L'incontro con la bella Anna diviene così occasione di rilancio per la sventurata vita del protagonista, ma anche viatico per la presa di coscienza dei suoi difetti; e di fatto, la stessa Anna altro non è se non un doppio dello stesso Oliver: oppressa da un genitore autodistruttivo, vive la propria vita fuggendo da un lugo a l'altro per rafforzare la sua solitudine; solitudine "errabonda" contrapposta a quella "statica" di Oliver.
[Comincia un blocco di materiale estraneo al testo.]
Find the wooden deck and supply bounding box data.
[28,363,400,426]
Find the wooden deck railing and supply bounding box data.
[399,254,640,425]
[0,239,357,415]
E la storia con Anna diviene, nel corso della narrazione, paradigma di ogni storia che il protagonista ha vissuto: dalla felicità iniziale, allo sfacelo non evitato; salvo per il finale, nel quale Mills vuole dare uno spiraglio di speranza ai personaggi, lascinandoli assieme, in attesa di un futuro che ora sono pronti ad affrontare per la prima volta (come degli esordienti, dei "beginners").


E se Mills non riesce ad eleminare completamente alcuni dei peggiori difetti del cinema intimista americano (la lunghezza, l'uso di troppe metafore e sottotrame per rafforzare la descrizione dei personaggi), ha tuttavia il merito di tornare a sperimentare soluzioni visive e narrative solitamente schivate dai cineasti del cinema indipendente; oltre ai flashback e agli inserti d'archivio, l'autore torna ad introdurre forti moviemnti di macchina su steady anzicchè a mano, donando alla pellicola un look più preciso e meno ruvido rispetto al solito, nonostante l'uso dei colori desaturati per la fotografia; sopratutto, Mills si rivela un ottimo direttore di attori: al di là della splendida prova di Christopher Plummer, sono i due protagonisti Ewan McGegor e Mélanie Laurent a stupire; il primo torna a dare carattere ad un personaggio complesso e sfaccettato dopo anni di oblio in grosse produzioni, regalando un'interpretazione sentita ma mai intrionica; mentre la bellissima attrice francese stupisce per espressività e versatilità, recitando muta nella prima, bellissima, sequenza in cui appare.